Auch wenn man die meisten Gebäude und Funktionen heute nicht mehr sieht, haben sie Spuren hinterlassen, die wir durch topografische Elemente nachzeichnen. Eigentlich ist das ebenso eine Transkription der Geschichte, wie sie früher in der Schreibstube stattgefunden hat. Man kann den Ort aus zwei Sichtweisen erleben: Wenn man als Besucher kein Hintergrundwissen zum Kloster Lorsch hat, erlebt man die schöne Landschaftskultur. Hat man das Wissen um die ehemalige Bedeutung, lässt sich durch die topografischen Eingriffe erahnen, was es damals gegeben hat, und die ehemalige räumliche Situation wird erfahrbar.

 

Und abseits der Topografie, welche Elemente des Entwurfes sind noch herauszuheben?
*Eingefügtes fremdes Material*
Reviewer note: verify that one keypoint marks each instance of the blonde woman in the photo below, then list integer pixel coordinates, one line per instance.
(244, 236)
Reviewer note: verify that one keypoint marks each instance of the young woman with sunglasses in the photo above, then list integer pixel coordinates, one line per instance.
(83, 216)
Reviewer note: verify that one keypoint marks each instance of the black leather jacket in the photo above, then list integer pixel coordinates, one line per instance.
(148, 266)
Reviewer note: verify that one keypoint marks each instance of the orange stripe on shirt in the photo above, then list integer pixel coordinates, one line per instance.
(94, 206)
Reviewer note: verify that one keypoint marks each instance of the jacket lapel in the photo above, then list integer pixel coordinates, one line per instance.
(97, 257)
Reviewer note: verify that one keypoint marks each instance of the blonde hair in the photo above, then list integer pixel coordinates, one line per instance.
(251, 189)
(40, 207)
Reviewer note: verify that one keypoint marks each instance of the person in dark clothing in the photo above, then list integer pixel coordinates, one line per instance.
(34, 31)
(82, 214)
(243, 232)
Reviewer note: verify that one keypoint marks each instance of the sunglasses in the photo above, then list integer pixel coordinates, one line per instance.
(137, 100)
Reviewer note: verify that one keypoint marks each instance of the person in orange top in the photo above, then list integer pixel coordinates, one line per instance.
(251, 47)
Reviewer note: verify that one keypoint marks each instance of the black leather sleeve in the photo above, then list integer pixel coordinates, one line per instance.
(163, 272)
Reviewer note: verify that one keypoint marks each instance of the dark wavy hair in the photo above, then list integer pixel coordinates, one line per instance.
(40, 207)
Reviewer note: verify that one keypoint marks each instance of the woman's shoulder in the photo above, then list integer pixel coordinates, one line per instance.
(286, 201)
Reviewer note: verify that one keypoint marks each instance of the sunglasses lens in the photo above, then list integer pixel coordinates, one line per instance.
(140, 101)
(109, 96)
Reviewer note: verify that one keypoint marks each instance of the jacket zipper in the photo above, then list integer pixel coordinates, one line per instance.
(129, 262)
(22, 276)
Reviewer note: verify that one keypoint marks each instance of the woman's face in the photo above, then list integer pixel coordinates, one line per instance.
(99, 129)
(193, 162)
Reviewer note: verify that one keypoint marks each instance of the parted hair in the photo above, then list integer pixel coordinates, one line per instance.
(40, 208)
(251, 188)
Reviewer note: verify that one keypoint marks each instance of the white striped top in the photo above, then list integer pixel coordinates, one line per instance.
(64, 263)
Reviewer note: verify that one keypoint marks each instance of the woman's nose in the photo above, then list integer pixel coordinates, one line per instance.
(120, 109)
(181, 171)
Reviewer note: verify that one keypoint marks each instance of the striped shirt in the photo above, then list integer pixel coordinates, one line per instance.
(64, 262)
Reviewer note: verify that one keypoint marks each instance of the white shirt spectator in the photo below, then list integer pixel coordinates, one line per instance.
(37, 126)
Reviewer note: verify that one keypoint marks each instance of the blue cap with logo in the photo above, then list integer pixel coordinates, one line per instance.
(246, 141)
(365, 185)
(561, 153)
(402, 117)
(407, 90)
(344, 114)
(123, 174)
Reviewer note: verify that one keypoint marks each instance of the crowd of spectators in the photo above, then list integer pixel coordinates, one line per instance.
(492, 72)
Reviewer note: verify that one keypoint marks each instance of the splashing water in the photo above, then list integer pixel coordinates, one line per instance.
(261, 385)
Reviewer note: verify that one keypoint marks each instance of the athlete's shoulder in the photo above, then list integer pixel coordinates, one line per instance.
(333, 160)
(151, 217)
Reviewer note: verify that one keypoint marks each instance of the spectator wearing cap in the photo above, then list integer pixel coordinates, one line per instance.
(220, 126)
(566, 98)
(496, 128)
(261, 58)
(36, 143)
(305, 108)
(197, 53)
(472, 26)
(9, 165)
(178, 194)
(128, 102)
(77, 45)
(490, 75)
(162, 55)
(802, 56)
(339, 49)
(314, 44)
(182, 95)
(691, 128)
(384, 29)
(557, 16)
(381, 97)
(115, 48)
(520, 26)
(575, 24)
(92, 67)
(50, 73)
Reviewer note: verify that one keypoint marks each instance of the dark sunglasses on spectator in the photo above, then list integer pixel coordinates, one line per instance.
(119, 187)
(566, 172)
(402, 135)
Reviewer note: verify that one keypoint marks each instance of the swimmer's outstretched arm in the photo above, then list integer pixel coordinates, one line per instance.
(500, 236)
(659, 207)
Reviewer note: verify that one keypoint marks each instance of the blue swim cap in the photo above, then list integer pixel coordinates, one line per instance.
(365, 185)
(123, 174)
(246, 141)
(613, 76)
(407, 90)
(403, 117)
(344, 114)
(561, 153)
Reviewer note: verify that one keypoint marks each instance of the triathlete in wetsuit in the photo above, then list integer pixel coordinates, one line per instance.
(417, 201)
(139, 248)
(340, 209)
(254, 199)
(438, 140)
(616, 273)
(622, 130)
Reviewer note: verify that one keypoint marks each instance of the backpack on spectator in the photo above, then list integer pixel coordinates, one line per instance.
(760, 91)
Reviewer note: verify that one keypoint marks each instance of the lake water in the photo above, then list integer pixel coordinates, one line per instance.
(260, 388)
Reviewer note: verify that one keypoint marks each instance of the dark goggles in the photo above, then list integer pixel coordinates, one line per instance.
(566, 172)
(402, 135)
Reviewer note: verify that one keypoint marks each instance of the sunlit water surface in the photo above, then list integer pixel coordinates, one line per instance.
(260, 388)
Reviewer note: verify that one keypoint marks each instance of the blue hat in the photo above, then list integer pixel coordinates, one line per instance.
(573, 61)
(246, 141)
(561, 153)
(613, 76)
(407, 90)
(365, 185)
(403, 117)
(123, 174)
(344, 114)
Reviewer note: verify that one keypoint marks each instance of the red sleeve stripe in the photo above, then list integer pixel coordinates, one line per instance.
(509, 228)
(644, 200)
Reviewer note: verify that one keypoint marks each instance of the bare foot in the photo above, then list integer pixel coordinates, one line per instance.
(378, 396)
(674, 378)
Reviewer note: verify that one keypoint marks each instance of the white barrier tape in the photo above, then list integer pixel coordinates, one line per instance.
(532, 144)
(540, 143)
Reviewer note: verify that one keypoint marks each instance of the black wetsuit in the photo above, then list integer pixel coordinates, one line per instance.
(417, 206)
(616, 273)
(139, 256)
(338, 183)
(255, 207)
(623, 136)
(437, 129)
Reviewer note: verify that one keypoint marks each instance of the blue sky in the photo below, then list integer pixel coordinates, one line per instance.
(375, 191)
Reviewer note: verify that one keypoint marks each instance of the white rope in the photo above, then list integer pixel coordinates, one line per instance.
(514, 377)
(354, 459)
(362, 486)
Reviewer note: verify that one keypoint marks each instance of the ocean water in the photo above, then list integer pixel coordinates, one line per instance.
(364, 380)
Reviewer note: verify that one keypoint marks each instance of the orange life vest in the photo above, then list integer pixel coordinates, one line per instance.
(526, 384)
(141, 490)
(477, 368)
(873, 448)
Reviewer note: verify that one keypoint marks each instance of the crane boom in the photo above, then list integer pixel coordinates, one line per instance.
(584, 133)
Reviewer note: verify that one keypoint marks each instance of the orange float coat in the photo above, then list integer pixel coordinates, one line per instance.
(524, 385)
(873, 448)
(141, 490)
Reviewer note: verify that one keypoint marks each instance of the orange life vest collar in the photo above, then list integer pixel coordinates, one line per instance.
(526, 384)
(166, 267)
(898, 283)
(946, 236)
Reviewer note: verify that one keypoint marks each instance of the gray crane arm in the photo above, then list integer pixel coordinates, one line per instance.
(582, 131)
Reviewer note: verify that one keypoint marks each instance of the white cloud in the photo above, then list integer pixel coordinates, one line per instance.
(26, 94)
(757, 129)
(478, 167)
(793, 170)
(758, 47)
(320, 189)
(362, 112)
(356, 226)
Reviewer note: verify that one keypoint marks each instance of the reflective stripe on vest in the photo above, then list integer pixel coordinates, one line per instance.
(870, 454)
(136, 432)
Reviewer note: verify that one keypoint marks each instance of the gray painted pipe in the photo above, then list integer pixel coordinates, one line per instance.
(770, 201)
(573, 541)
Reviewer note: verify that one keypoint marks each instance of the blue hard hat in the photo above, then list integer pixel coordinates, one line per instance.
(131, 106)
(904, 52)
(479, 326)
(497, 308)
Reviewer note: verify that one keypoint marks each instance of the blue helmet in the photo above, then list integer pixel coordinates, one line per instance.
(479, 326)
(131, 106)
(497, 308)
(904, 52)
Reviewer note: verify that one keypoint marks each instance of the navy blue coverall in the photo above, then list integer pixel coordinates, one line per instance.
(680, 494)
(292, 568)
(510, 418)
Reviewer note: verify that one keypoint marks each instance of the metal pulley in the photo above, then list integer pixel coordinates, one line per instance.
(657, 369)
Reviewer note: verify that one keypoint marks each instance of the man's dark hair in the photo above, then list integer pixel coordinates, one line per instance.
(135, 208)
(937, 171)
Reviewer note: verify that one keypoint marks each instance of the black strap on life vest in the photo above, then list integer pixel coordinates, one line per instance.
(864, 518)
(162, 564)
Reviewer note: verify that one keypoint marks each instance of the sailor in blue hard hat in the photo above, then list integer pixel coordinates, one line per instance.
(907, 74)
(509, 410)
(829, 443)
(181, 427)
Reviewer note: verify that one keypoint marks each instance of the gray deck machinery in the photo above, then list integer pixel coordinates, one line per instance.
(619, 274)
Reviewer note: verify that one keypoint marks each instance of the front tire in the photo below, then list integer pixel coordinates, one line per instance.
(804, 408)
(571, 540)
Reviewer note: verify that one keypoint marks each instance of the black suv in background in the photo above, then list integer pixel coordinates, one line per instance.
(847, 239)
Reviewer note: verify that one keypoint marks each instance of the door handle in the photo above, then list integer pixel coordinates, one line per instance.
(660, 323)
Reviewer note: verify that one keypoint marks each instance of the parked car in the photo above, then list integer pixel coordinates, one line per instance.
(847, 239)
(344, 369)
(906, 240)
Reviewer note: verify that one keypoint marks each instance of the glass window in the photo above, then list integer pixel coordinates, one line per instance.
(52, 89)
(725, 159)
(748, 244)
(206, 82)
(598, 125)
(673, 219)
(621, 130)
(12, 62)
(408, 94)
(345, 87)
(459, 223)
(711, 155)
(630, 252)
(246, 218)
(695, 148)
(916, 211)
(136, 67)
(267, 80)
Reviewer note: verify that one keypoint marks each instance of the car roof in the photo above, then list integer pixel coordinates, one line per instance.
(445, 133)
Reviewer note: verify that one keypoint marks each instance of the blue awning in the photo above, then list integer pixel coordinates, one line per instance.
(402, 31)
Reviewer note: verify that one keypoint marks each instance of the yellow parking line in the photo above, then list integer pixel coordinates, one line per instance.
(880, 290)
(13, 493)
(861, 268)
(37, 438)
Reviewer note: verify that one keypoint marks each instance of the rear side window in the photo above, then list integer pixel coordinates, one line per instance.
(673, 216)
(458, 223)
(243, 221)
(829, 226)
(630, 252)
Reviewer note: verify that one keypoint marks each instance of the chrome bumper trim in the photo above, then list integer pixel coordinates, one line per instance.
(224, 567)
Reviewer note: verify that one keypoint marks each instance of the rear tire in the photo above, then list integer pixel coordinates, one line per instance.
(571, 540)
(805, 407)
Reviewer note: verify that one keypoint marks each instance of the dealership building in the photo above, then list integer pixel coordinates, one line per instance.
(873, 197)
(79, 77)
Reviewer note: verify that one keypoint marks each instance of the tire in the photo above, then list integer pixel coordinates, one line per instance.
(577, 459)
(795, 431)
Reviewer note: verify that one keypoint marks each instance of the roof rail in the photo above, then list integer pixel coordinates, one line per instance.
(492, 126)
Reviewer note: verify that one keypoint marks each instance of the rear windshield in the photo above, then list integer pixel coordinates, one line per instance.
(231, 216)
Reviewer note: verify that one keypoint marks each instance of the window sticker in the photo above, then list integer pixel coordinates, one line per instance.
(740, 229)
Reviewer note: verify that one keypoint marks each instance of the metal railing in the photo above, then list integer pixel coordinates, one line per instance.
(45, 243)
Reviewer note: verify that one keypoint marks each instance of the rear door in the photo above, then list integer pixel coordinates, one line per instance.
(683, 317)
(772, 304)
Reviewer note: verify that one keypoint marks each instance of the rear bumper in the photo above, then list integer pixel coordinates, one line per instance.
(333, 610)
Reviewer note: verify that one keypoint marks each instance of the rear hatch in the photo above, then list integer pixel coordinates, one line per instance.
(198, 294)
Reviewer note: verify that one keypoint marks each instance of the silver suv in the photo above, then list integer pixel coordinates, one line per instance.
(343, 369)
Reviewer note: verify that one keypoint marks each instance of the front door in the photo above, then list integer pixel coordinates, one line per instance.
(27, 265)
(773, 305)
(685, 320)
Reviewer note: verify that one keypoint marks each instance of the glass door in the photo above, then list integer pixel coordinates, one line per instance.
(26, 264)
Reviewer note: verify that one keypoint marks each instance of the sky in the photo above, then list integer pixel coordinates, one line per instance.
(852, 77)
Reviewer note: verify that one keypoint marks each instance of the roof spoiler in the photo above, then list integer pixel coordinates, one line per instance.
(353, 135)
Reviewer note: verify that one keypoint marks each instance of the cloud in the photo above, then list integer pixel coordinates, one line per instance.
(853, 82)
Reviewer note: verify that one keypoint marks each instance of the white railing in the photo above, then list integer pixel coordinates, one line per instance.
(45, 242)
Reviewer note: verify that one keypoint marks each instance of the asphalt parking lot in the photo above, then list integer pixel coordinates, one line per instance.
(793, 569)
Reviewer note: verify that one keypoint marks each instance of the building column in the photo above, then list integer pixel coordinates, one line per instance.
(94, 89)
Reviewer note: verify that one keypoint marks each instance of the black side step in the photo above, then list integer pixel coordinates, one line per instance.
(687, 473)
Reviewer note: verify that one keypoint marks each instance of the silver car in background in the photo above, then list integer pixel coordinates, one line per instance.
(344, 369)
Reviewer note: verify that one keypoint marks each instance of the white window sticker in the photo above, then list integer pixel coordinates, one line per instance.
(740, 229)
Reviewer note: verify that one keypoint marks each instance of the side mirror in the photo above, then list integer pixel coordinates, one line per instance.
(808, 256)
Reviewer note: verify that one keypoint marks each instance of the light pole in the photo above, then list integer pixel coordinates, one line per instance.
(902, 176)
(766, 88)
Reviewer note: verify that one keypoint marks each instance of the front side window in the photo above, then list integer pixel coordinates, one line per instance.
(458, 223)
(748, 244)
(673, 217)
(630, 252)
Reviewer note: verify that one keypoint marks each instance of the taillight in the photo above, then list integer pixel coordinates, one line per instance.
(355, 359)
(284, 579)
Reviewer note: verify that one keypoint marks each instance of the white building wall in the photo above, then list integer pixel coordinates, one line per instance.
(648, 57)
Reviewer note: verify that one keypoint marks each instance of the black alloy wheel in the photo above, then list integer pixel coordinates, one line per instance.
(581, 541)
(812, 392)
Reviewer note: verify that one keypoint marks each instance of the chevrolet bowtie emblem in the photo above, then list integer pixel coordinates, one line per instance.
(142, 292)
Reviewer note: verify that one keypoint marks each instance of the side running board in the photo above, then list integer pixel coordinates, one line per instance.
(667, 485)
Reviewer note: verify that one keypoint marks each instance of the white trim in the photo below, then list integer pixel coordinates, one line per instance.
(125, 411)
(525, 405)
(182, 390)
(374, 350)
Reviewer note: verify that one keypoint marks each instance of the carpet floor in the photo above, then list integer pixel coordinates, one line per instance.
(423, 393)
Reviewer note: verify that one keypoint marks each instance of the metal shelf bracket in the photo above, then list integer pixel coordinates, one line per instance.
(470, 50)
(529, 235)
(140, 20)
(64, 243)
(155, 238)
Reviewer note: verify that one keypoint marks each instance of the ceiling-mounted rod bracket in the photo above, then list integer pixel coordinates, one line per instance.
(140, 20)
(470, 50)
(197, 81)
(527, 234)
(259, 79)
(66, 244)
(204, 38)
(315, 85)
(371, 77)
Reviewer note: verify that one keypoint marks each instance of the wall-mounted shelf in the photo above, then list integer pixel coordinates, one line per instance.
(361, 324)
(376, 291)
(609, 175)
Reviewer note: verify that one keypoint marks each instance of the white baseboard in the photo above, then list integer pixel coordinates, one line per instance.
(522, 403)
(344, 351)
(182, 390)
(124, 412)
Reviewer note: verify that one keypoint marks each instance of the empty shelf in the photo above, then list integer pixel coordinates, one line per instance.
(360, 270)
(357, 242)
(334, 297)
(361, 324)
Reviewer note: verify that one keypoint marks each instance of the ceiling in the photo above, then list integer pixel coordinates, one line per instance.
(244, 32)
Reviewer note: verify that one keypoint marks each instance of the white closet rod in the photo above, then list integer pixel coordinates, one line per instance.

Durch die bereits erklärten Eingriffe ist die informelle Strukturierung relativ stark und macht dennoch keinerlei Vorgaben der Nutzung oder des Bewegungsflusses. Wir haben auch im Park selbst auf eine Wegeführung verzichtet. Es gibt nur in der Eingangssituation diese … nennen wir es „Trittstreifen“. Wir wollten den Nutzern einfach die Freiheit geben, den Raum selbst zu erleben und sich anzueignen. Das Nichts hat in unserem Entwurf also eigentlich zwei Ausprägungen: das Nicht-Sehen und das Nicht-vorgeschrieben-Bekommen. Das Nichts ist also das Wertvolle im Entwurf.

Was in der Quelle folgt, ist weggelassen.